Calling out shouts of joy, Sarah Wagner, 18, was the first of the three to make it back shore.

“Land!” Sarah said as she paddled to the beach. “I’m saved.”

Her sister, Emily Wagner, 15, and their friend, Laura King, 15, were pulled to shore seconds later, at about 7:50 p.m., with the help of Glynn County firefighter John Baker and a bystander, Joel Moody, from Hinesville.

“We’re just so thankful they were rescued safely,” said Page Wagner, the mother of Sarah and Emily, who greeted the girls on the beach along with their grandfather, Dick Justice of St. Simons Island.

Visiting family in the area, the Wagner family and King came to St. Simons Island from Nashville, and knew about the trouble of quickly rising high tides. Before their beach trip Page Wagner said she checked tide charts to make sure she would know when the high tides were coming in. All the same, Mother Nature got the better of the group, she said.

“We tried to be as careful as we could before we came out,” Wagner said. “But I guess their raft just got away from them. I’m so glad they are safe now.”

Lt. Nate O’Brian, of the Glynn County EMS, said it was unsafe for the three teens to swim back to the beach on their own because of a strong rip tide, and a Coast Guard boat was called to the scene.

“For them to swim back on their own, it’s not a good idea,” O’Brian said.

Baker and Moody swam out about 200 yards to the girls and swam back with them for about 10 minutes.

The Coast Guard boat, though, never showed up.

The real hero of the day, said Wagner, was Moody.

Moody, a teacher in Hinesville who was once a lifeguard, was not quick to accept praise, though.

“Hero? No, I’m no hero. Well,” said Moody, with a smile, “maybe I’m a little bit of a hero.”

Although the crowd surrounding the rescue offered cheers and praise for the squad, several individuals were concerned about the perceived-to-be a slow response time and the fact that the Coast Guard boat never showed up.

Standing from her dry spot on the beach, vacationer Martine Shay was one of the onlookers who initially spotted the girls in trouble. She stood by and watched as their raft drifted away in the rising tide, and once she realized the trio was in trouble, she picked up her cell phone and called 9-1-1 for help at about 7:15, she said.

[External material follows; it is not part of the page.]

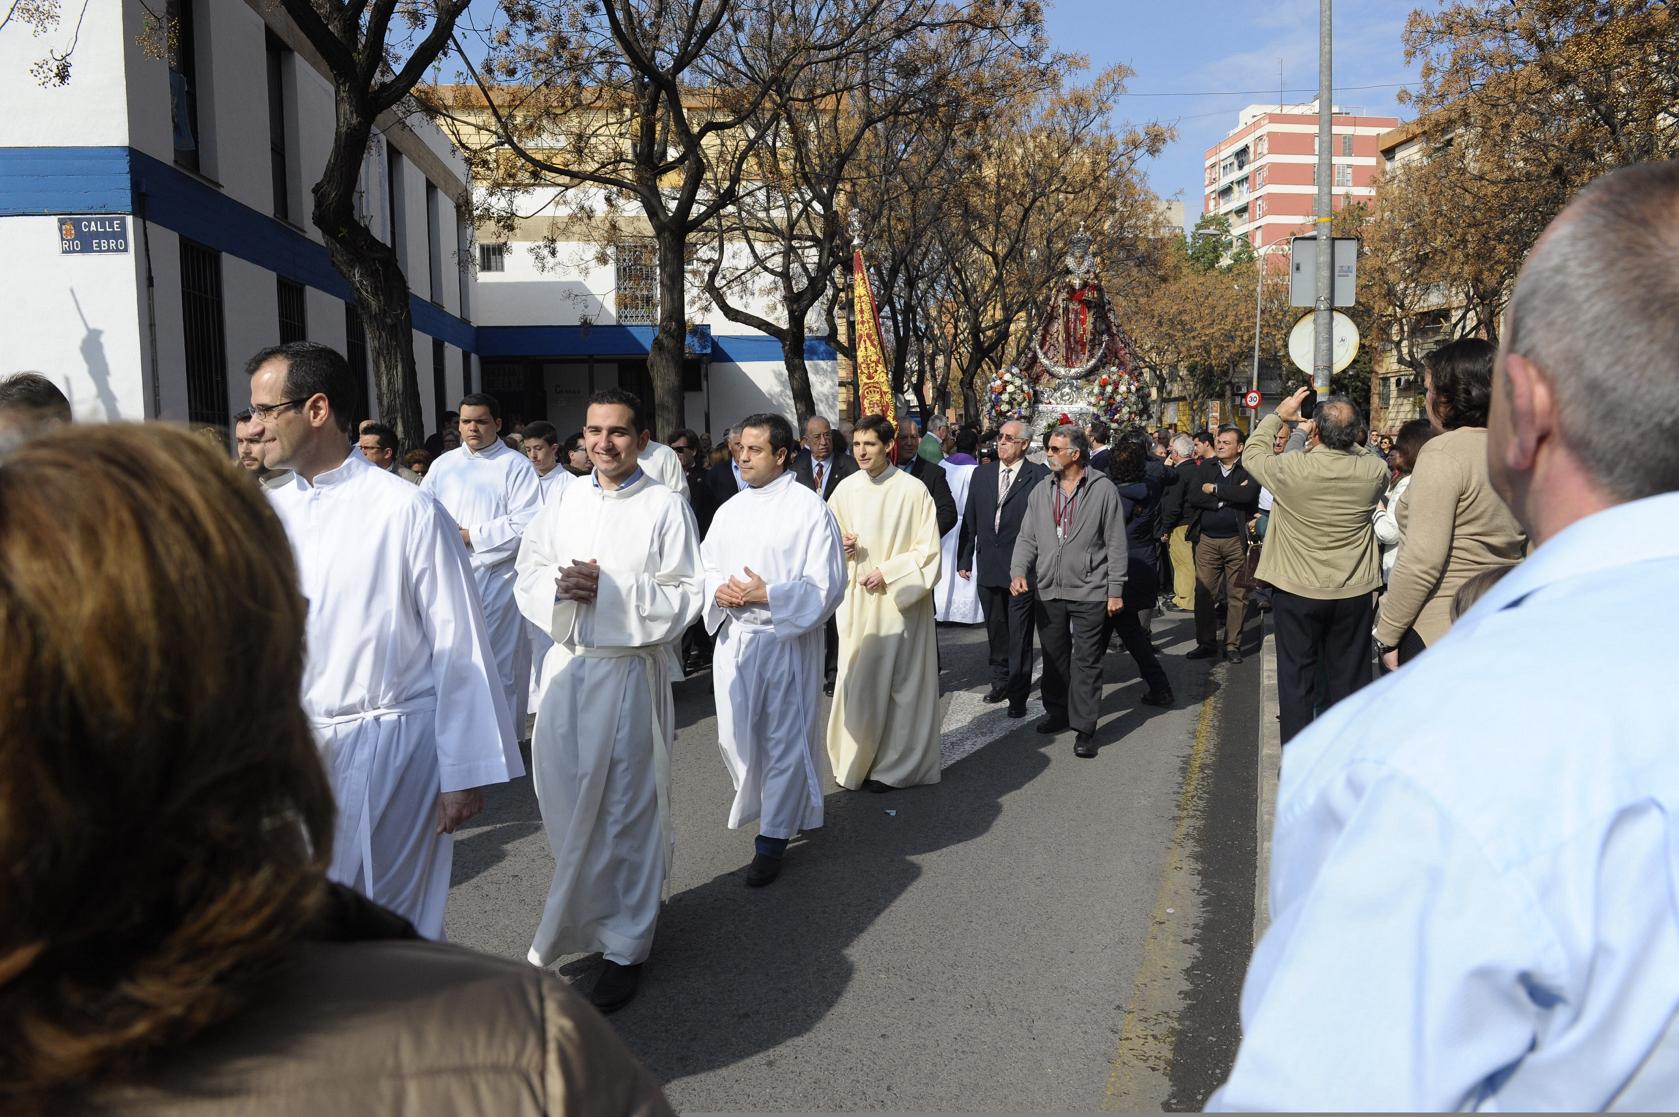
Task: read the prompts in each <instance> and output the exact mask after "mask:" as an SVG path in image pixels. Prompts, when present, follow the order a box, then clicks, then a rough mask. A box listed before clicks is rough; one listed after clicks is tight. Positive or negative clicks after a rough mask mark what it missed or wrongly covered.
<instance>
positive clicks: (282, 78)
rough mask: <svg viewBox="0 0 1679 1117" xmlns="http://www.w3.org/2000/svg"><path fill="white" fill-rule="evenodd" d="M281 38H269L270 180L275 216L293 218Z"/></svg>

Although she said she was glad the girls were safe on shore, she voiced concern with the slow response time from the county emergency service. “It’s unfortunate this happened at all, and it’s good that things didn’t end up worse than this,” Shay said.

“I just thought rescuers would be here sooner. It seems like it took forever to even get people out here.”

The girls became stranded after lifeguards farther up the beach at the Old Coast Guard Station got off duty.